Ben Okri said he was touched by Corbyn’s praise, as politicians often shy away from contemporary writers. Photograph: Murdo Macleod for the Guardian
Ben Okri said he was touched by Corbyn’s praise, as politicians often shy away from contemporary writers. Photograph: Murdo Macleod for the Guardian

Ben Okri salutes Jeremy Corbyn in poetry with A New Dream of Politics

This article is more than 8 years old

Exclusive: Nigerian writer, cited as inspiration by Labour leader in speech, pens new verse suggesting ‘There’s always a new way’ and sends it to the Guardian

The poet and novelist Ben Okri has repaid the compliment of being cited as an inspiration in Jeremy Corbyn’s first major speech as Labour leader – in a poem celebrating a new dream of political power bringing peace, health and happiness.

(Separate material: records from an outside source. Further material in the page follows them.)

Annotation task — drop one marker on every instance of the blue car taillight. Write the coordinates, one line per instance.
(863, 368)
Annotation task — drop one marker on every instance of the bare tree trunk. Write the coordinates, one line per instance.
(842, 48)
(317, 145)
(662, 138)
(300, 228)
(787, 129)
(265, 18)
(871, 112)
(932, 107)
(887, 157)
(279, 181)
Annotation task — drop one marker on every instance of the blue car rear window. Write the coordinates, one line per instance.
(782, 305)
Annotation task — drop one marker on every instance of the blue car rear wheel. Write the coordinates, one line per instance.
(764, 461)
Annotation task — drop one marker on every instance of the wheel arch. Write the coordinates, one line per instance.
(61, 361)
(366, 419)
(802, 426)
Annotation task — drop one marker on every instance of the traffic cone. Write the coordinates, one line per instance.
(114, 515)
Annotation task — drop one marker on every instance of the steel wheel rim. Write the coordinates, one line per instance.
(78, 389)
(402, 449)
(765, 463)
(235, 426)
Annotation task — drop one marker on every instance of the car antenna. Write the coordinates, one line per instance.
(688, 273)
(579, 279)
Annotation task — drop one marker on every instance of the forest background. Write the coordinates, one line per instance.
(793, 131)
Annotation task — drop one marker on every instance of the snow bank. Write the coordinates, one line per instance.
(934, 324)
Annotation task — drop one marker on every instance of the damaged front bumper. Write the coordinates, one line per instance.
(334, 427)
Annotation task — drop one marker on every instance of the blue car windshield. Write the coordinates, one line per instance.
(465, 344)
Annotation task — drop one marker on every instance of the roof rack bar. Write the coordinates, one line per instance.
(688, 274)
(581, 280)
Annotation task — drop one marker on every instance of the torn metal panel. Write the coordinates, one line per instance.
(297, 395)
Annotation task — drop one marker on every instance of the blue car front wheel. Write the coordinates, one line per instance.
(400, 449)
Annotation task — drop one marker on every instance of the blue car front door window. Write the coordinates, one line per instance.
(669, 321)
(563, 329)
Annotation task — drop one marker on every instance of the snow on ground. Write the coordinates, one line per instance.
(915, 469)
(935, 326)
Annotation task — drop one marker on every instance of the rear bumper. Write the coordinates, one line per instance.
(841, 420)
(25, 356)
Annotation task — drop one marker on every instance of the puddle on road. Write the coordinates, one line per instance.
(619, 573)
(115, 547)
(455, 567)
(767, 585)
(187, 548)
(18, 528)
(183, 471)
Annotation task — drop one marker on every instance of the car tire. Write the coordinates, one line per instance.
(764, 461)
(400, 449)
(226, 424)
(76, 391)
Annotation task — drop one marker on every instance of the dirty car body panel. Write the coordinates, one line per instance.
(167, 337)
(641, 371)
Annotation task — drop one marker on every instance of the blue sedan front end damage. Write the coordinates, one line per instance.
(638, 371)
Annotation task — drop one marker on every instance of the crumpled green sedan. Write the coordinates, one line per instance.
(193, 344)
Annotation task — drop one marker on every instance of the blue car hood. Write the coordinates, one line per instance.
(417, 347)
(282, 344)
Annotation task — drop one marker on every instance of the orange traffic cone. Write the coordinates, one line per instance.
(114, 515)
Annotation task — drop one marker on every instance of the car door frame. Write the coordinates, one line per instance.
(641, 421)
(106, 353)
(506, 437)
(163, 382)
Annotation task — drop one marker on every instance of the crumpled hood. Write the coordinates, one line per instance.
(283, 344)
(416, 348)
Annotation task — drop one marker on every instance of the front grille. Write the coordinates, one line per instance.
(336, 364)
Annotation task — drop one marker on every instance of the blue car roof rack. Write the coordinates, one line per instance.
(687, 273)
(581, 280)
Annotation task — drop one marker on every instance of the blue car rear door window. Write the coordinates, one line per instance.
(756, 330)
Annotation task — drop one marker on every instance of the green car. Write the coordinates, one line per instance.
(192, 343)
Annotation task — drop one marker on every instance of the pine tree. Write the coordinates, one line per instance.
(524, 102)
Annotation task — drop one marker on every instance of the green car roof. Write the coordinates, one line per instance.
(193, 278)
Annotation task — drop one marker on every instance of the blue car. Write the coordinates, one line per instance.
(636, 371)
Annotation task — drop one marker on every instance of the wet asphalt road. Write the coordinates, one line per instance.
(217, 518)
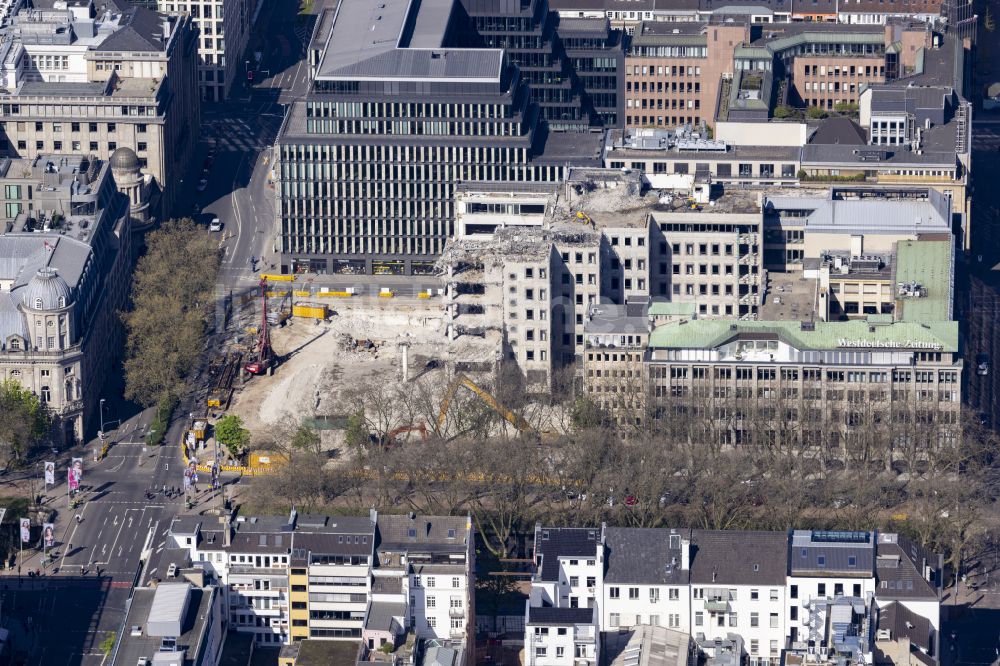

Corbyn, in his first speech as leader to a Labour conference, namechecked Okri, along with Maya Angelou and Kier Hardie, saying: “It was the great Nigerian writer Ben Okri who perhaps put it best: ‘The most authentic thing about us is our capacity to create, to overcome, to endure, to transform, to love.’”

Okri, a Booker prize-winning novelist, playwright and poet, has responded with a new poem in which he does not name Corbyn, but comes close to conjuring a vision of a bearded angel in a tweed jacket. A New Dream of Politics is a salute to idealism, and a rejection of “cynics and doomsayers”, which he has given exclusively to the Guardian.

The two men have never met, and Okri was in the south of France finishing a script when he heard about the speech. He told the Guardian: “I got a text from a Gibraltar friend who was there – I thought he was hallucinating. But I was very pleased, very touched. It’s a brave thing for a politician these days to admit to reading contemporary writers.

“But we need politicians who read widely, who read the classics, the masters, but who also read contemporary writers, who read across colour, across race, across class. If we don’t have politicians who read widely, how can we ever get to a new politics?”

Can we still seek the lost angels
Of our better natures?
Can we still wish and will
For poverty’s death and a newer way
To undo war, and find peace in the labyrinth
Of the Middle East, and prosperity
In Africa as the true way
To end the feared tide of immigration?

The ode takes an apparent swipe at Corbyn’s opponents, inside and outside the Labour party, who have damned him as idealistic but unelectable, a dreamer not a doer.

They say there is only one way for politics
That it looks with hard eyes at the hard world
And shapes it with a ruler’s edge
Measuring what is possible against
Acclaim, support, and votes.

Okri sets this against the measures of political greatness “in ancient times”, calculated “by the gold of contentment”, by laughter, peace, justice and health. Even happiness for poets, since one of his indicators is the silent appreciation of bards telling of such good governance.

The poem promises:

“Always when least expected an unexpected Figure rises”, and in a final couplet that could almost fit on a lapel badge concludes:

There’s always a new way
A better way that’s not been tried before

Can Corbyn get to Okri’s vision? The playwright said: “Perhaps, perhaps. It depends on how he comes through this political period in which we find ourselves, and whether his party is prepared to let this spirit be possible. But at least, surely, there will be change.”